Dans “Je l'ai tuée, pardonnez-moi”, le procès d'Alice Crimmins s'est tenu en 1969, pour un odieux double crime commis trois ans plus tôt. Elle était alors séparée depuis un an et demi de son mari Edmund Crimmins, qui avait entamé une procédure pour avoir la garde de ses enfants en bas âge. Il est vrai qu'Alice était une femme dénuée de moralité, qui collectionnait les amants. Elle savait aussi séduire, et même fasciner, des hommes tels que Joseph Rorech. Lui parla-t-elle vraiment du projet d'assassiner ses enfants ? Peut-être par allusion. Quand on retrouva les corps de sa fille et de son fils, les explications d'Alice furent embrouillées, peu plausibles. D'autant que la voisine, Sophie Earomirski, fut témoin d'une partie des faits, cette nuit-là. L'autopsie ne donnait que des réponses imprécises, ce dont se servit la défense d'Alice. Certes, on n'était pas là pour juger la réputation de cette femme, mais cela pesait lourdement sur le dossier.

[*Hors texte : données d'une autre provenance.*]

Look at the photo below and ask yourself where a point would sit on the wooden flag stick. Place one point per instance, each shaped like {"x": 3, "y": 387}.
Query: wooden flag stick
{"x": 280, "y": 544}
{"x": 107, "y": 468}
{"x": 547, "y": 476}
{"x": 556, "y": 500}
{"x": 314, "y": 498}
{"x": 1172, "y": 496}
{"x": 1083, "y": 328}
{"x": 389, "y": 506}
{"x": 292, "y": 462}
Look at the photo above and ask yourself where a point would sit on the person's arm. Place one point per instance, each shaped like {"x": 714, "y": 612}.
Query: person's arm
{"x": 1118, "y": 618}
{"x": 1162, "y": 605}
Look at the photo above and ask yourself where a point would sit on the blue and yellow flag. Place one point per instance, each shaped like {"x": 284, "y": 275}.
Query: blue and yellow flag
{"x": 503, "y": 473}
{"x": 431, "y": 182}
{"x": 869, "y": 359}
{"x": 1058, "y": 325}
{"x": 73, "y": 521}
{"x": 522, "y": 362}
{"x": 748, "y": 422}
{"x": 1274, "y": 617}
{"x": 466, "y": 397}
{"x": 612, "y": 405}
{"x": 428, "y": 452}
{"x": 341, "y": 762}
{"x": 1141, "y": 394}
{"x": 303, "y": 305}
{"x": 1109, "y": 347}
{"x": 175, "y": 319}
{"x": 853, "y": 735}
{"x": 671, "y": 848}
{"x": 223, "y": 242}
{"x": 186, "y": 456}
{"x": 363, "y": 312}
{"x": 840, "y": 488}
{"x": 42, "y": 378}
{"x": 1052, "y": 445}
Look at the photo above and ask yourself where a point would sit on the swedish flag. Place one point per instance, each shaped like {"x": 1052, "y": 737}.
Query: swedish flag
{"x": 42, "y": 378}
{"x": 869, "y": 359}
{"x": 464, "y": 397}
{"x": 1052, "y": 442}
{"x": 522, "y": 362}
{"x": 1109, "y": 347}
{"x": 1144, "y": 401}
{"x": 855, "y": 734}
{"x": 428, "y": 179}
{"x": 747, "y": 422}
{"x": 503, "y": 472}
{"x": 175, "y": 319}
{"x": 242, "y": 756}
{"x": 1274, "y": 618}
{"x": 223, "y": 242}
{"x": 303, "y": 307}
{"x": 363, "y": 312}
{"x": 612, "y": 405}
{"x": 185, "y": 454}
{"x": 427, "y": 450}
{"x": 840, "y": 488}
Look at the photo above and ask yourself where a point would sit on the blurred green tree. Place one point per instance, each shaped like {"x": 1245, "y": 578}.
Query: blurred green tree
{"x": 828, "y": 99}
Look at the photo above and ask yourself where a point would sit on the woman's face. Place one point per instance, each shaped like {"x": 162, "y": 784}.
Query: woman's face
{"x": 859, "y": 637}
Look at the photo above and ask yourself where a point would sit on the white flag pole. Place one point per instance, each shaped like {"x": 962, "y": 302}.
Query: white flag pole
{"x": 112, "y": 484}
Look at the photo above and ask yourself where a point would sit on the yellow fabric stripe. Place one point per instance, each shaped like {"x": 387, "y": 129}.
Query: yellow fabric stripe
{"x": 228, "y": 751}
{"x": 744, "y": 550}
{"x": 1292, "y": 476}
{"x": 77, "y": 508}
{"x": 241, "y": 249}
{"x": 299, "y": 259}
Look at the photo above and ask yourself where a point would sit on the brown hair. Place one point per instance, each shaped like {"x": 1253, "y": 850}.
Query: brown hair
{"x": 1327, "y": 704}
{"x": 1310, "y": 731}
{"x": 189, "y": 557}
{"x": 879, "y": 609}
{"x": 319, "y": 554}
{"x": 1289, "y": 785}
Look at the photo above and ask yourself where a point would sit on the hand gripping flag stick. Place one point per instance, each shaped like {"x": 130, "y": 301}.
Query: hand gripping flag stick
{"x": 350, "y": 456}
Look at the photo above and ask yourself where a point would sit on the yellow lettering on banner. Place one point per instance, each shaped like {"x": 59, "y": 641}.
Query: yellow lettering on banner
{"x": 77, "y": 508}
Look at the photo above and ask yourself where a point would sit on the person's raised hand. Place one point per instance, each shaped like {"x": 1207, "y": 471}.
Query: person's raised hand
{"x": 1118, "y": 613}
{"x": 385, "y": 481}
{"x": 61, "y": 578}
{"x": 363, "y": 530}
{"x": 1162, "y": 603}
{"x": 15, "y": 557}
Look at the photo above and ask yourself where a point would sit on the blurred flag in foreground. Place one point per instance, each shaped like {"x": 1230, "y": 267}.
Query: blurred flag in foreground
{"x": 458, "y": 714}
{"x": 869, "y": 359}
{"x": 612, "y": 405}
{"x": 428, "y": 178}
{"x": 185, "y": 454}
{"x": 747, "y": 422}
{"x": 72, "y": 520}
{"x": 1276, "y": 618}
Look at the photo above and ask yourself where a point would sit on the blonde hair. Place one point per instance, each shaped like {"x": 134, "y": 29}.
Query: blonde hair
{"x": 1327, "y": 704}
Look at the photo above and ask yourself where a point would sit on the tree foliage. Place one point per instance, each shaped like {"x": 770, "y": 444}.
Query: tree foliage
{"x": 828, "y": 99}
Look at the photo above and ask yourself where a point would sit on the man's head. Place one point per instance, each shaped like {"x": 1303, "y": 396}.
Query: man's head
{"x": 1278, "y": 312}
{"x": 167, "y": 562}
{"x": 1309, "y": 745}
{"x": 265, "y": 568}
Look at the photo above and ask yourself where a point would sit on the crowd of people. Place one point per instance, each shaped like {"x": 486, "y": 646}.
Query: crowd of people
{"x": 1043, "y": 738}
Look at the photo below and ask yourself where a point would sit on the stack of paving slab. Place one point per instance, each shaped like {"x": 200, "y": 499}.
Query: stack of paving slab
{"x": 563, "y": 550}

La deuxième partie du livre traite de la mafia new-yorkaise, retraçant plusieurs épisodes de la vie de Vito Genovese (1897-1968). Dans son célèbre roman “Le parrain”, Mario Puzo s'inspira largement du personnage, avant qu'il soit incarné au cinéma par Marlon Brando. Il est aussi le héros du film “Cosa Nostra” de Terence Young (1972). “À sa mort, Genovese était le chef de Mafia de New York, position qu'il avait obtenue au prix d'un dur labeur...” Si, sur la fin de sa vie, il se comportait avec bonhomie, ce gangster restait quand même le successeur de Lucky Luciano. Après avoir écarté sans états d'âme d'autres caïds concurrents, Vito Genovese est un “capo di tutti capi” fort contesté. Même lorsqu'il est emprisonné, il reste toutefois le Boss. Avec lui, le bizness fructueux et le crime sanglant vont de pair. À New York, l'emprise de la Mafia ne faiblit pas à cette époque, rendant la violence omniprésente.
Ce “New York crime blues” fait suite à un premier tome, “Le bled aux méchants”, traitant de l'histoire du crime à New York dans l'Entre-deux-guerres. Second titre où Jonathan Craig et Richard Posner évoquent de façon vivante la mafia contemporaine d'alors. Ainsi que ces quatre dossiers criminels plutôt singuliers, typiquement américains pourrait-on dire car ils eurent peu d'écho ailleurs. C'est un des rares cas où la Série Noire publia des livres qui n'étaient pas des fictions. Mais leur parenté avec le roman noir est indéniable.